Timing of individual follicle formation differed between ventral and dorsal regions of the mouse ovary. A) Differences between dorsal and ventral ovarian regions identified using immunofluorescence assay with MVH (germ cell), FOXL2 (pregranulosa), and laminin (basal lamina) antibodies in serial sections. Arrow highlights the specification of the medulla at 16.5 dpc. Arrowhead shows higher density of FOXL2-expressing cells in the dorsal region even before specification of the medulla. Double-arrowheads highlight dorsal-ventral differences in laminin organization. 14.5 dpc, n = 9; 16.5 dpc, n = 7; 18.5 dpc, n = 9. Bar = 200 μm. B) Individual follicle formation at 18.5 dpc was restricted to the dorsal region of the ovary, visualized using MVH (green; i and iii) and FOXL2 (green; ii and iv). Arrows represent individual primordial follicles. The images in i/ii and iii/iv are adjacent sections separated by 5 μm. Bar = 50 μm. C) Spatial differences in development between the center and the periphery of the dorsal region at 18.5 dpc (i) along with details of the germ cell clusters at the periphery (ii and iv) and individual follicles in the center (iii and v). Arrows highlight the presence of individual follicles. Red, p63 (oocyte nucleus); green, laminin; blue, DAPI. A, anterior; P, posterior. Bar = 100 μm (i) and 50 μm (ii–v).

FIG. 4

Differential follicle development in ventral and dorsal ovarian regions is conserved throughout the prepubertal period. A) Maximum projection of confocal z-stack images revealed different oocyte populations on the surface of the two ovarian regions. Boxes highlight regions with elevated number of growing follicles (anterior-dorsal). Arrows exemplify follicle distribution resembling cord-like structures. The same imaging settings were used except Day 0 and Day 4, which required lower laser power for EGFP detection. Ventral (V) and dorsal (D) regions of the same ovary, rotated horizontally, are shown. Scale bars are approximated because images represent three-dimensional projections; n = 5 for each time point. Bar = ∼200 μm. B) Geographic differences in follicle development in the same ovary. Immunofluorescence assay with MVH antibody in a 4-day-old mouse ovary in serial sections 45 μm apart (n = 6). Arrow shows region where ovarian nest remains. Highlighted areas are expanded on i and ii. 1, ventral; 4, dorsal. Green, MVH; blue, DAPI. Bar = 100 μm and 50 μm (i and ii). C) Gradual expansion of the ovarian region containing growing follicles; n = 6–10 for each represented time point. Green, HA tag; blue, DAPI; H&E, hematoxylin and eosin staining. A, anterior; P, posterior. Bar = 100 μm.

FIG. 5

Schematics of developmental events in the ventral and dorsal ovarian regions during the embryonic period and first wave of follicle activation. Early onset of meiosis in the ventral region is represented in the insert (OCT4 and STRA8). First primordial follicles were observed at 18.5 dpc at the interface between cortex and medulla in the anterior-dorsal region of the ovary, the area where the first cohort of growing follicles appear during the first week of postnatal development. In contrast, during this same period, germ cells in the ventral region of the ovary are still breaking the nest and forming individual follicles.
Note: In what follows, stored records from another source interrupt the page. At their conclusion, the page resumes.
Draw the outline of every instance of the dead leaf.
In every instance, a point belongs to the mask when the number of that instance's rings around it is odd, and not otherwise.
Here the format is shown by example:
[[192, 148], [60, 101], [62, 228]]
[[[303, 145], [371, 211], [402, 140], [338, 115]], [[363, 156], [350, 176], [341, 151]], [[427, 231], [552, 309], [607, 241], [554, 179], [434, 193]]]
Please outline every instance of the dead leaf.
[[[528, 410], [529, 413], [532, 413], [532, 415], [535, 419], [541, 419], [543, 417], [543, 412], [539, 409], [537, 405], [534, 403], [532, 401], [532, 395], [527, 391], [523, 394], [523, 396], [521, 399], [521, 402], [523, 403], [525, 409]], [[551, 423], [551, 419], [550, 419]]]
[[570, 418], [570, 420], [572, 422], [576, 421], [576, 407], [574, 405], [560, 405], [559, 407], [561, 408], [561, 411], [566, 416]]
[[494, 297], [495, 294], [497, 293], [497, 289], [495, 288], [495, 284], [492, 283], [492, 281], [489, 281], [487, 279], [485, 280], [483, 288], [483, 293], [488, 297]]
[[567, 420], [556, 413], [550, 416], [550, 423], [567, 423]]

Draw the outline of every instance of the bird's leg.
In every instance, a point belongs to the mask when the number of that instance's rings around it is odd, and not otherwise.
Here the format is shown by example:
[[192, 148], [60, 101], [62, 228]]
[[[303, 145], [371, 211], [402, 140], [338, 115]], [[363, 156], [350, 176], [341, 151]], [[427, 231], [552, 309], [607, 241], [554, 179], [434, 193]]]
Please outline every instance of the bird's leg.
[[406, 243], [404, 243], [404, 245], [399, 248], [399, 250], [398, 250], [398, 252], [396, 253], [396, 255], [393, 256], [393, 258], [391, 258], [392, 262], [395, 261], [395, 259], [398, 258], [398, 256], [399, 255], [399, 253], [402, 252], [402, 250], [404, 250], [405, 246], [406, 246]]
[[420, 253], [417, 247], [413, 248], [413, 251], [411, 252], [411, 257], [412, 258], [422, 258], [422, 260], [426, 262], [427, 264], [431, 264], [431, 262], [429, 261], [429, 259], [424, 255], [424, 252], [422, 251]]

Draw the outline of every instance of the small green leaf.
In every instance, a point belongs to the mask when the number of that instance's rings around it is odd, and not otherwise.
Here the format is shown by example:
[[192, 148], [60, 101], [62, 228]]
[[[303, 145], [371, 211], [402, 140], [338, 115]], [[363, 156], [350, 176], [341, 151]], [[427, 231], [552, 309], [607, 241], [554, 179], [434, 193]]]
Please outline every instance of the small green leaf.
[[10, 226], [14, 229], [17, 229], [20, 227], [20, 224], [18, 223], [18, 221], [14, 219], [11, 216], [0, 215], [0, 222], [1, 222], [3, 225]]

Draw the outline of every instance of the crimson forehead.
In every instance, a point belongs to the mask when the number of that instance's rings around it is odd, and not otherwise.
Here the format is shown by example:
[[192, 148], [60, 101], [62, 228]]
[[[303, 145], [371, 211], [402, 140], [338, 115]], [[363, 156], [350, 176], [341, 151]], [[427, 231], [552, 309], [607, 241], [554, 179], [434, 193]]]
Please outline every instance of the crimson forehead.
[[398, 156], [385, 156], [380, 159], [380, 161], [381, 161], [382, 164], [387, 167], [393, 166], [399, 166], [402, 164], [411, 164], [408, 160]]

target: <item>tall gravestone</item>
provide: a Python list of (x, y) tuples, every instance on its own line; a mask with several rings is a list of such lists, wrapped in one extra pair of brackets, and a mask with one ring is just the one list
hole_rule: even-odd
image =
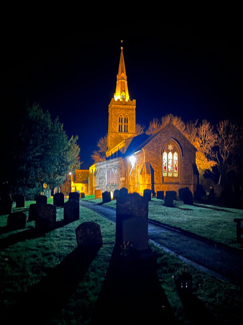
[(64, 206), (64, 194), (63, 193), (56, 193), (53, 196), (53, 204), (58, 207)]
[(102, 199), (102, 191), (101, 189), (95, 189), (95, 199)]
[(189, 190), (188, 187), (186, 187), (185, 190), (183, 191), (183, 203), (184, 204), (193, 205), (192, 193)]
[(0, 197), (0, 214), (12, 213), (13, 200), (10, 194), (2, 194)]
[(143, 190), (143, 197), (144, 198), (147, 198), (149, 201), (151, 201), (151, 196), (152, 194), (152, 191), (151, 189), (147, 188)]
[(100, 226), (93, 221), (81, 223), (75, 231), (78, 247), (100, 247), (103, 245)]
[(107, 192), (106, 191), (102, 193), (102, 202), (103, 203), (107, 203), (107, 202), (110, 202), (111, 201), (111, 197), (110, 196), (110, 192)]
[(137, 193), (116, 199), (115, 243), (128, 242), (138, 251), (149, 248), (148, 200)]
[(37, 195), (36, 197), (35, 201), (36, 204), (47, 204), (47, 197), (45, 195)]
[(53, 204), (36, 204), (35, 229), (53, 229), (57, 221), (57, 207)]
[(68, 196), (68, 200), (75, 200), (78, 203), (79, 202), (80, 194), (79, 192), (70, 192)]
[(26, 219), (22, 211), (12, 212), (8, 217), (7, 225), (11, 230), (24, 229), (26, 227)]
[(159, 200), (164, 200), (164, 191), (157, 191), (156, 197)]
[(79, 219), (79, 203), (76, 200), (69, 200), (64, 203), (63, 218), (66, 222)]
[(174, 191), (166, 191), (166, 198), (165, 199), (164, 205), (166, 207), (172, 208), (174, 207), (174, 200), (175, 200)]
[(25, 197), (23, 194), (16, 196), (16, 208), (24, 208), (25, 206)]

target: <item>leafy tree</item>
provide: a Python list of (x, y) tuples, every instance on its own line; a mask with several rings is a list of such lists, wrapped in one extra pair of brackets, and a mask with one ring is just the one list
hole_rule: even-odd
[(13, 150), (16, 189), (25, 193), (39, 190), (44, 183), (51, 189), (60, 186), (80, 165), (77, 139), (68, 140), (58, 118), (52, 121), (38, 105), (27, 107)]
[(97, 142), (98, 150), (94, 150), (91, 155), (91, 158), (95, 163), (105, 160), (106, 151), (108, 149), (107, 145), (108, 135), (106, 134), (103, 138), (101, 138)]

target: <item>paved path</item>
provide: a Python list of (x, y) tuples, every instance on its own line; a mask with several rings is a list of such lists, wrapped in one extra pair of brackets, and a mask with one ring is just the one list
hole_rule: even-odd
[[(115, 210), (84, 201), (80, 204), (115, 222)], [(149, 223), (150, 240), (170, 253), (217, 277), (243, 287), (243, 252)]]

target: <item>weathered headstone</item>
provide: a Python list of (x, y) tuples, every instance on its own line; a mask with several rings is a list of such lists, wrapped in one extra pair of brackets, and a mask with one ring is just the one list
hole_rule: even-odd
[(0, 214), (12, 213), (13, 200), (9, 193), (2, 194), (0, 197)]
[(96, 199), (102, 198), (102, 191), (101, 189), (95, 189), (95, 197)]
[(118, 189), (115, 189), (113, 193), (113, 200), (116, 200), (117, 197), (120, 196), (120, 192)]
[(164, 191), (157, 191), (156, 197), (157, 199), (164, 200)]
[(183, 193), (187, 187), (181, 187), (179, 189), (179, 198), (181, 201), (183, 201)]
[(193, 198), (192, 193), (189, 189), (188, 187), (186, 187), (183, 191), (183, 203), (189, 205), (193, 205)]
[(16, 208), (24, 208), (25, 206), (25, 197), (23, 194), (16, 196)]
[(22, 211), (11, 213), (8, 217), (7, 226), (11, 230), (23, 229), (26, 227), (26, 215)]
[(152, 191), (149, 188), (143, 190), (143, 197), (147, 198), (148, 200), (151, 201), (151, 196), (152, 194)]
[(75, 200), (78, 203), (79, 202), (79, 192), (70, 192), (68, 196), (68, 200)]
[(64, 221), (71, 222), (79, 219), (79, 203), (76, 200), (69, 200), (64, 203)]
[(36, 218), (36, 211), (37, 207), (36, 203), (30, 204), (29, 207), (29, 216), (28, 217), (28, 221), (34, 221)]
[(47, 204), (47, 197), (45, 195), (37, 195), (35, 201), (36, 204)]
[(126, 187), (122, 187), (119, 191), (120, 192), (120, 197), (124, 197), (128, 194), (128, 189)]
[(164, 205), (166, 207), (173, 207), (174, 200), (175, 200), (174, 191), (166, 191), (166, 198), (165, 199)]
[(115, 243), (132, 244), (137, 250), (148, 249), (148, 200), (137, 193), (116, 199)]
[(75, 232), (78, 247), (99, 247), (103, 245), (100, 226), (96, 222), (83, 222)]
[(111, 198), (110, 196), (110, 192), (107, 192), (106, 191), (102, 193), (102, 202), (103, 203), (106, 203), (107, 202), (110, 202), (111, 201)]
[(35, 229), (53, 229), (57, 221), (57, 207), (53, 204), (36, 204)]
[(64, 206), (64, 194), (63, 193), (56, 193), (53, 196), (53, 204), (58, 207)]

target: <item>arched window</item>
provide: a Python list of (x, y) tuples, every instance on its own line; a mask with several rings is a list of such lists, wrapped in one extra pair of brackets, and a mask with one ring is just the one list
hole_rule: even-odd
[(124, 132), (128, 132), (128, 116), (125, 115), (124, 118)]
[(107, 185), (119, 185), (119, 171), (117, 168), (108, 168), (106, 175)]
[(118, 132), (123, 132), (123, 115), (119, 115), (119, 126), (118, 126)]
[(166, 146), (162, 156), (162, 174), (164, 177), (174, 178), (179, 177), (178, 150), (174, 142), (169, 142)]

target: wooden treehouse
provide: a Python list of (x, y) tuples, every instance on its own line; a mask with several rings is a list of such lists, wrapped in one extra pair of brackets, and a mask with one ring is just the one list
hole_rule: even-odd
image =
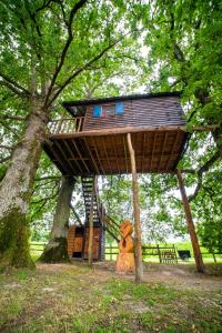
[(134, 223), (140, 224), (137, 173), (175, 173), (188, 137), (184, 113), (175, 92), (62, 104), (69, 117), (50, 122), (43, 148), (62, 174), (82, 178), (85, 224), (70, 229), (69, 253), (88, 258), (89, 215), (93, 210), (93, 258), (102, 259), (103, 230), (115, 235), (117, 225), (105, 215), (97, 189), (91, 205), (94, 176), (132, 173)]

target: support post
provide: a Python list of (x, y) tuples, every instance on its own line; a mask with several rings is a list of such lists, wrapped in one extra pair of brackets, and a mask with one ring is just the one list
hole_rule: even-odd
[(88, 246), (88, 264), (92, 266), (92, 246), (93, 246), (93, 202), (94, 202), (95, 178), (92, 184), (90, 216), (89, 216), (89, 246)]
[(186, 192), (185, 192), (182, 173), (180, 170), (176, 170), (176, 175), (178, 175), (179, 188), (180, 188), (182, 202), (183, 202), (183, 206), (184, 206), (188, 231), (190, 233), (191, 243), (192, 243), (192, 248), (193, 248), (195, 266), (196, 266), (198, 272), (204, 273), (203, 259), (202, 259), (202, 254), (201, 254), (201, 250), (200, 250), (200, 245), (199, 245), (199, 241), (198, 241), (198, 236), (196, 236), (196, 232), (195, 232), (195, 226), (194, 226), (192, 214), (191, 214), (190, 203), (189, 203)]
[(135, 282), (140, 283), (143, 278), (142, 264), (142, 240), (141, 240), (141, 223), (140, 223), (140, 201), (139, 185), (135, 167), (135, 154), (132, 147), (131, 134), (128, 133), (128, 149), (130, 153), (131, 171), (132, 171), (132, 192), (133, 192), (133, 212), (134, 212), (134, 258), (135, 258)]

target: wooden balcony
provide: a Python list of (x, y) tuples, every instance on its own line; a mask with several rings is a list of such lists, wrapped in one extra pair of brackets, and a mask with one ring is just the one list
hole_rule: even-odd
[(82, 131), (84, 117), (62, 118), (52, 120), (48, 124), (49, 134), (71, 134)]

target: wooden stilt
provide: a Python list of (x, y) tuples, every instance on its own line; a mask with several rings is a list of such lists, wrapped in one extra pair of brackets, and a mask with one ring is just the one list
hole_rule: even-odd
[(92, 246), (93, 246), (93, 202), (94, 202), (95, 178), (92, 185), (91, 206), (89, 215), (89, 246), (88, 246), (88, 264), (92, 266)]
[(178, 175), (179, 188), (180, 188), (180, 192), (181, 192), (181, 196), (182, 196), (182, 201), (183, 201), (185, 219), (186, 219), (186, 224), (188, 224), (188, 231), (190, 233), (191, 243), (193, 246), (195, 266), (196, 266), (198, 272), (204, 273), (203, 259), (202, 259), (202, 254), (201, 254), (201, 250), (200, 250), (200, 245), (199, 245), (199, 241), (198, 241), (198, 236), (196, 236), (196, 232), (195, 232), (195, 226), (194, 226), (192, 214), (191, 214), (190, 203), (189, 203), (186, 192), (185, 192), (182, 173), (180, 170), (176, 170), (176, 175)]
[(137, 168), (135, 168), (135, 155), (134, 155), (134, 150), (132, 147), (130, 133), (128, 133), (128, 149), (130, 152), (131, 171), (132, 171), (132, 192), (133, 192), (134, 231), (135, 231), (135, 236), (134, 236), (135, 282), (140, 283), (143, 278), (140, 202), (139, 202), (138, 175), (137, 175)]

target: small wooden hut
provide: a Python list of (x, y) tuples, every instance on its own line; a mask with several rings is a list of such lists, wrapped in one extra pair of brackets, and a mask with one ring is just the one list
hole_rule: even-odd
[[(137, 173), (175, 173), (188, 138), (179, 97), (178, 92), (171, 92), (63, 102), (70, 117), (50, 122), (50, 134), (43, 144), (47, 154), (65, 175), (89, 180), (100, 174), (132, 173), (135, 265), (141, 258)], [(84, 195), (85, 225), (72, 228), (69, 232), (69, 253), (72, 256), (88, 258), (90, 204), (93, 214), (95, 211), (94, 228), (99, 224), (110, 234), (117, 234), (113, 221), (102, 214), (97, 193), (91, 201), (92, 186), (88, 190)], [(103, 238), (99, 234), (102, 233), (98, 231), (100, 245), (93, 244), (97, 259), (102, 258)]]

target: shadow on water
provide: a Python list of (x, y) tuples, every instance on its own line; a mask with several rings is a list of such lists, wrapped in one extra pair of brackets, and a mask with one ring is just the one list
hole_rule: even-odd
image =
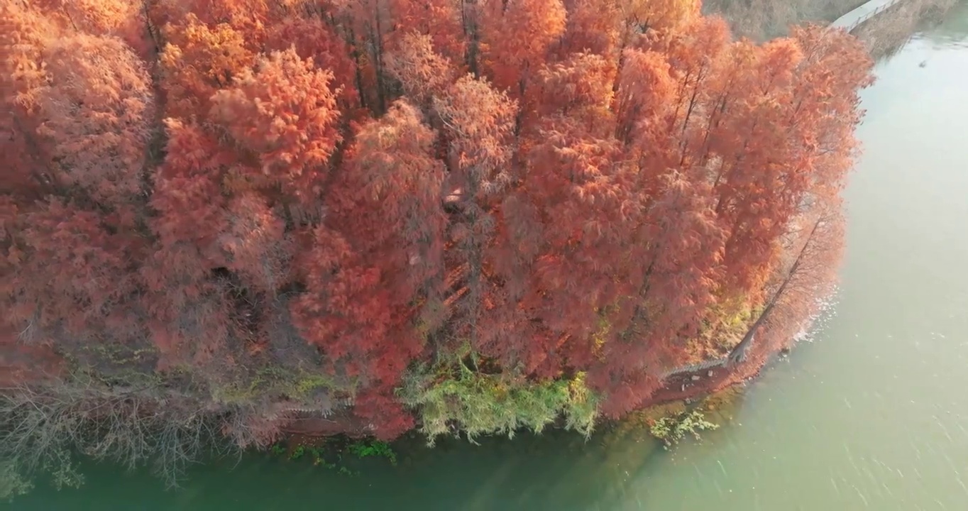
[[(720, 399), (714, 420), (728, 422), (740, 406), (741, 393)], [(704, 433), (704, 438), (715, 442), (727, 429)], [(394, 449), (396, 466), (382, 460), (347, 462), (360, 472), (355, 477), (314, 466), (306, 459), (252, 454), (195, 466), (184, 487), (173, 491), (165, 491), (146, 472), (87, 464), (81, 490), (57, 492), (38, 485), (0, 509), (93, 509), (80, 500), (96, 501), (99, 511), (627, 509), (648, 481), (650, 467), (674, 462), (677, 452), (649, 434), (644, 417), (603, 426), (588, 440), (570, 432), (546, 431), (513, 439), (485, 437), (479, 445), (440, 438), (428, 449), (414, 436)]]

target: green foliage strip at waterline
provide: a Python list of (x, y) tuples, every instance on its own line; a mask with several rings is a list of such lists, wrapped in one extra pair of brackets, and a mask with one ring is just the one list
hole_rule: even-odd
[(411, 378), (401, 398), (418, 410), (421, 431), (434, 445), (438, 436), (464, 433), (468, 439), (481, 435), (507, 435), (523, 429), (541, 433), (564, 417), (564, 427), (586, 436), (598, 416), (598, 396), (585, 383), (585, 374), (570, 379), (512, 380), (487, 375), (460, 362), (456, 376), (428, 383), (427, 376)]

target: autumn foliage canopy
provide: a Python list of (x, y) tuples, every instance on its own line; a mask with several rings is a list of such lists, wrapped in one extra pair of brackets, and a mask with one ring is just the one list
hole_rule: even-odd
[(620, 416), (763, 310), (869, 71), (690, 0), (3, 2), (0, 370), (253, 441), (482, 381)]

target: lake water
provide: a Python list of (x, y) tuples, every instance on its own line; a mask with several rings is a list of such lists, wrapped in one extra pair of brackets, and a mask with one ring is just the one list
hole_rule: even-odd
[[(922, 66), (923, 64), (923, 66)], [(968, 509), (968, 6), (877, 69), (835, 314), (674, 452), (642, 432), (403, 447), (346, 477), (269, 456), (166, 492), (88, 467), (16, 511)]]

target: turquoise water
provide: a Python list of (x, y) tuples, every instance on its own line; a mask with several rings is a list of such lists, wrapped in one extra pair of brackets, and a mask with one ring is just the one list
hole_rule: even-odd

The area containing growing follicles expands gradually during the postnatal period, occupying the whole medullar area of the dorsal region of the ovary. Altogether, our data indicated that the first wave of follicle activation follows a predictable anatomic pattern resulting from regional differences in timing of follicle formation. *Color resulting from the overlay of the three fluorescent proteins is represented. A, anterior; P, posterior.